Don't let Parents (or other bystanders) say “Don't cry!" or “It won't hurt." Crying is a natural response to pain and fear. In time, it is drummed out of most of us. Kids are smart enough to know when to cry—so let them. If a parent starts telling a child not to cry, kindly overrule the message before the child adds the fear that "I'm being naughty because I can't stop crying" to his list of problems. A great message that often works is to give the child control over crying by saying, "Cry until you don't want to cry anymore." And (kindly) tell the parent that crying is allowed on your ambulance.
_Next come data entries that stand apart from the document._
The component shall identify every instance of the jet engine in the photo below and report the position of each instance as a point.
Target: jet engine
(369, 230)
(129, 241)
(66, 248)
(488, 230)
Regarding medical care that involves pain, such as shots or IVs, you have to develop trust and rapport with both the parents and child. Use the technique of verbalization to explain what you're going to do (before you do it), why it's important and what should happen as a result: "We're going to move your arm into this splint. It might be a little painful while we're straightening it, but afterwards, the splint should make it feel more comfortable than it is now." Be careful not to make false promises. (Hint: When starting an IV, show the needle port and tell the child and parents that you can put other shots through there and not into the skin—what a deal!)
Be nonjudgmental of Parents. The grief a parent is feeling may be compounded by a sense of guilt. However, feeling guilty is not evidence of wrongdoing. Regardless of the circumstances of the call—even where child abuse or a preventable problem is evident—maintain your professional demeanor and avoid placing blame or making any judgments. You can, and should, remain as kind and supportive as possible.
Provide meaningful reassurance. In EMS, a dreadful phrase that should be eliminated is "Everything's going to be all right." It is meaningless. No one can predict how things will tum out for a family. Yes, maybe the child's injuries are minor, but maybe they missed a plane for an important family reunion. Maybe the illness will pass, but the child will nonetheless miss playing the lead in the school play. To be meaningful, reassurance should express your ability to provide appropriate assistance, that you believe the parents and child can and will cope and that you understand how difficult the situation is. Reassurance is a great and powerful skill to have in your communications toolbox.
Conclusion
Parents are truly "secondary" patients. They may not be the ones who are sick or injured, but they still need your capable guidance on how to behave and what to expect during the bewildering experience of a pediatric emergency situation. Treat them well.
Reference
1. Dernocoeur K. Streetsense: Communication, Safety and Control (3rd ed). Redmond, WA: Laing Research Services, pp. 75-77, 1996.